Walker J P, Fujimura M, Sakamoto T, Greeley G H, Townsend C M, Thompson J C
Surgery. 1985 Aug;98(2):224-9.
Neurotensin is a potent stimulant of pancreatic exocrine secretion. Ileal mucosa is the storage site for about 90% of total neurotensin. Release occurs rapidly after a fatty meal and during perfusion of the duodenum and jejunum with fat but not during perfusion of the ileum with fat. To determine the origin of neurotensin released after fat stimulation, we studied the pattern of release of neurotensin before and after resection of the distal two thirds of the small bowel. Six dogs with gastric and duodenal fistulas were studied on different days. All dogs received infusions (in random order) of intraduodenal corn oil (Lipomul) (3 ml/kg/hr) and intravenous calcium chloride (0.36 mmol/kg intravenous bolus, followed by 0.36 mmol/kg/hr infusion) before and 6 weeks after resection of the distal two thirds of the small bowel with preservation of the ileocecal valve. Plasma levels of neurotensin were measured by specific radioimmunoassay. We found that release of neurotensin, in response to both intraduodenal Lipomul and intravenous calcium chloride stimulation, was abolished by resection of the distal small bowel. Before surgery, Lipomul-stimulated release of neurotensin rose to a peak concentration of 51 +/- 17 pg/ml at 30 minutes. After surgery there was no release (the levels were unchanged from basal).

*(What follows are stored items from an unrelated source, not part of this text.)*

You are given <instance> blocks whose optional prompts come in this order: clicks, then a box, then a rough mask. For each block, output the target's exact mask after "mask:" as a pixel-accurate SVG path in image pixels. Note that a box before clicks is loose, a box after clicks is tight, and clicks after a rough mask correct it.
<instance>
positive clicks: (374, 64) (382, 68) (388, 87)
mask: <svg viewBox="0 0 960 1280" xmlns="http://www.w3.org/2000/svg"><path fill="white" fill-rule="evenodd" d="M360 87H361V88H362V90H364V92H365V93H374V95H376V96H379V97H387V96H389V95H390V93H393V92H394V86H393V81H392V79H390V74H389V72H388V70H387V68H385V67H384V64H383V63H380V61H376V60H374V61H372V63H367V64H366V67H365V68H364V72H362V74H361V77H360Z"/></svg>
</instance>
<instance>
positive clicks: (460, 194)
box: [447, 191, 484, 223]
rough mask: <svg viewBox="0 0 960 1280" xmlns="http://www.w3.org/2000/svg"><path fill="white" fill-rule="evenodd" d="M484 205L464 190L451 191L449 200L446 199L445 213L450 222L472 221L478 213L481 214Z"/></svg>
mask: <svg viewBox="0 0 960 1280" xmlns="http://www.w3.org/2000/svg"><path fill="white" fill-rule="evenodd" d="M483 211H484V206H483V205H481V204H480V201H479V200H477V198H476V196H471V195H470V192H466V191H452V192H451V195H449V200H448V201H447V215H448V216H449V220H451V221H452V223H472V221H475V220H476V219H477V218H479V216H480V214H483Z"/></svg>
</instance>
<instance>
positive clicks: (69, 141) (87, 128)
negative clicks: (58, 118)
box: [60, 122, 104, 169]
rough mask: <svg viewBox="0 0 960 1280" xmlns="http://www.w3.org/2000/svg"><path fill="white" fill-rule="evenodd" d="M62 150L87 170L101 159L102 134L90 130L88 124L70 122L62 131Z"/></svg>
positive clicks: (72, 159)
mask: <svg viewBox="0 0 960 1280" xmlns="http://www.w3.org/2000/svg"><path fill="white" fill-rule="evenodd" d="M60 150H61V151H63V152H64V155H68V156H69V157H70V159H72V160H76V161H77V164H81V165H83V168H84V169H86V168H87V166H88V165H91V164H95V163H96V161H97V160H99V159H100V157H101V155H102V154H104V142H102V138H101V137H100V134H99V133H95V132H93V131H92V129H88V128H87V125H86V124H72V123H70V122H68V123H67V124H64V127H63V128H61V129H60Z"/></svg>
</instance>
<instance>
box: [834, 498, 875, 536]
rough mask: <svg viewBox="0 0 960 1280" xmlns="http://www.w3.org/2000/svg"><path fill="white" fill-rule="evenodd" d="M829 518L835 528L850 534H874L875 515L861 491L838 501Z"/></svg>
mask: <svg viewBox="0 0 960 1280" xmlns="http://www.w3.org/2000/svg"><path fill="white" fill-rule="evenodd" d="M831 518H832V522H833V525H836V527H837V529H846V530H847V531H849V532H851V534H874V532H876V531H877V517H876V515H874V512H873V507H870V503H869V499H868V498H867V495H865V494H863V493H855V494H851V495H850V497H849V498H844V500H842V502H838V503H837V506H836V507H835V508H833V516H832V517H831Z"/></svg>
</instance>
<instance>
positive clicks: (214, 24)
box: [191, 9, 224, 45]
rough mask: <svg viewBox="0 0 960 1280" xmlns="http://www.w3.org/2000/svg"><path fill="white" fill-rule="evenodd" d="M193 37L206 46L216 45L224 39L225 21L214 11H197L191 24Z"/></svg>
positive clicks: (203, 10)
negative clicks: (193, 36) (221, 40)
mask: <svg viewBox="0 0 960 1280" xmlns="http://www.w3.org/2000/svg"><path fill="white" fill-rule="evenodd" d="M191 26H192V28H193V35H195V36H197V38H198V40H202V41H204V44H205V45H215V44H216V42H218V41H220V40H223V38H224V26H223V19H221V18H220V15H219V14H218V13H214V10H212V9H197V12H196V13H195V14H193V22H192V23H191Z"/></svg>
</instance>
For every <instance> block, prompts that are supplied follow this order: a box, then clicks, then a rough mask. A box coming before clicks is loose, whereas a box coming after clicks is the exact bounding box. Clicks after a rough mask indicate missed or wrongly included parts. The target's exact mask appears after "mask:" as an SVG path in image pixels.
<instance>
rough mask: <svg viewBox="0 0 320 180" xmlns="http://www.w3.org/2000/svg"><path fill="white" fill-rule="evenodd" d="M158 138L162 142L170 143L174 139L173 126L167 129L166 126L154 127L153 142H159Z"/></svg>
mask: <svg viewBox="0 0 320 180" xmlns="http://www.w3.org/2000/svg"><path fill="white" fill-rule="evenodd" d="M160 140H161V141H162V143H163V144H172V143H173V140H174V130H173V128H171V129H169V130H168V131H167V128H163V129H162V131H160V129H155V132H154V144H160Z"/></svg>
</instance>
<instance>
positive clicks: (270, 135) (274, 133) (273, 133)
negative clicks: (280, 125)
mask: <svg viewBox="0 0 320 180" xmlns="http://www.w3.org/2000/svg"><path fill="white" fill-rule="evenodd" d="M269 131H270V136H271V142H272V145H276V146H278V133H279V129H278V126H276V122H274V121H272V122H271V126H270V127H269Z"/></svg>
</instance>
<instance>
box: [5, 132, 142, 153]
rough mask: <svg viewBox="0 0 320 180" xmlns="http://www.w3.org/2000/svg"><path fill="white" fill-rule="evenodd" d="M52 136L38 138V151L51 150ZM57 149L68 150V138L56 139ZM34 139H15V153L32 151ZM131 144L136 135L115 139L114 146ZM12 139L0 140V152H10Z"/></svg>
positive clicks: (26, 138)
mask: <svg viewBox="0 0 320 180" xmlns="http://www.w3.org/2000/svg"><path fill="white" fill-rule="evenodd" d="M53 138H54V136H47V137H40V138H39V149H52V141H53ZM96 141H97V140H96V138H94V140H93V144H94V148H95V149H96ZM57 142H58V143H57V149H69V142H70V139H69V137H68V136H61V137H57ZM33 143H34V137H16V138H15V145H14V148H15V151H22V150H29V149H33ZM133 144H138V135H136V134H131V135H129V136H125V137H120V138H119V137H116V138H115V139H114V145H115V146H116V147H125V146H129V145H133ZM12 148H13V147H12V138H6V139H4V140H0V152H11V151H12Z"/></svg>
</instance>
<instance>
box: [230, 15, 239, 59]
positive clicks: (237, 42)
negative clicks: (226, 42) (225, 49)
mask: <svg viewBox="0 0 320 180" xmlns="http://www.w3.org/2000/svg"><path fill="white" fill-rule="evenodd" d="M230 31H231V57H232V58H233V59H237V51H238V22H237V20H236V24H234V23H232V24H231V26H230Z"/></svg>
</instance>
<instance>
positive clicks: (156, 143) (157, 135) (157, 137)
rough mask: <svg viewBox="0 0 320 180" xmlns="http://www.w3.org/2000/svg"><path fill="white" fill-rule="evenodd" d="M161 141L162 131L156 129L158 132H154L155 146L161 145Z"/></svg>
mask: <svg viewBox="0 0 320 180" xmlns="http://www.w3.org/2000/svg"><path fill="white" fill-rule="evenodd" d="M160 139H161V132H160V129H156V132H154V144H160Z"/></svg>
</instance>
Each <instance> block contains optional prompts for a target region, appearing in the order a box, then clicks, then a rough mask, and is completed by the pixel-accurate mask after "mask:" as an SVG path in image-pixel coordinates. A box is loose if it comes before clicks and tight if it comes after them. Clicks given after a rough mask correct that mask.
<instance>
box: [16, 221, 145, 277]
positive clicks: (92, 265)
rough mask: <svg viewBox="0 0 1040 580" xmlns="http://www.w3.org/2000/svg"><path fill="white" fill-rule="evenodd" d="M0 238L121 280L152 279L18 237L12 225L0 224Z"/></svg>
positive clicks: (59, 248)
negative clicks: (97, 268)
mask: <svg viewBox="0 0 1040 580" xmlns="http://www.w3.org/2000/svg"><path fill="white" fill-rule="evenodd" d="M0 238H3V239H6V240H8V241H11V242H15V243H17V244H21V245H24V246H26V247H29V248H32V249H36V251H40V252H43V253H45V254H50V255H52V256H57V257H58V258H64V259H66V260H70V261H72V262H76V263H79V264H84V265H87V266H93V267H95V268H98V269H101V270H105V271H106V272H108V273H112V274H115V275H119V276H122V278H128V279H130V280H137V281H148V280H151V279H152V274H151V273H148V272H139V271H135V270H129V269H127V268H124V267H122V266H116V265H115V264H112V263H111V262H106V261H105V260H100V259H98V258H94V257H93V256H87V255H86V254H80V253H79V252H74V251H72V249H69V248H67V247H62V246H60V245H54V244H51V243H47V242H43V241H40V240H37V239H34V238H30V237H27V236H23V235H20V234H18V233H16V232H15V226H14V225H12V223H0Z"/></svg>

Before surgery, intravenous calcium chloride produced a peak release of neurotensin (52 +/- 15 pg/ml) 2 minutes after bolus injection. After surgery, neurotensin was not released by intravenous calcium. We conclude that the source of neurotensin released by perfusion of the proximal gut and by intravenous calcium infusion is the ileum. The release of neurotensin from the distal gut appears to be dependent on a signal from proximal to distal gut. The identity of the signal is unknown but is either a nerve reflex or a peptide agent.
神经降压素是胰腺外分泌的一种强效刺激物。回肠黏膜是神经降压素总量约90%的储存部位。高脂餐后以及用脂肪灌注十二指肠和空肠时,神经降压素会迅速释放,但用脂肪灌注回肠时则不会。为了确定脂肪刺激后释放的神经降压素的来源,我们研究了切除小肠远端三分之二前后神经降压素的释放模式。在不同日期对6只患有胃和十二指肠瘘的狗进行了研究。所有的狗在切除小肠远端三分之二并保留回盲瓣之前和之后6周,均接受(随机顺序)十二指肠内玉米油(Lipomul)(3毫升/千克/小时)输注和静脉注射氯化钙(0.36毫摩尔/千克静脉推注,随后以0.36毫摩尔/千克/小时输注)。通过特异性放射免疫测定法测量血浆神经降压素水平。我们发现,十二指肠内Lipomul和静脉注射氯化钙刺激后,神经降压素的释放会因切除远端小肠而被消除。手术前,Lipomul刺激的神经降压素释放在30分钟时升至峰值浓度51±17皮克/毫升。手术后没有释放(水平与基础值无变化)。手术前,静脉注射氯化钙在推注后2分钟产生神经降压素的峰值释放(52±15皮克/毫升)。手术后,静脉注射钙不会释放神经降压素。我们得出结论,近端肠道灌注和静脉注射钙所释放的神经降压素的来源是回肠。远端肠道神经降压素的释放似乎依赖于从近端肠道到远端肠道的信号。该信号的性质尚不清楚,但可能是神经反射或肽类物质。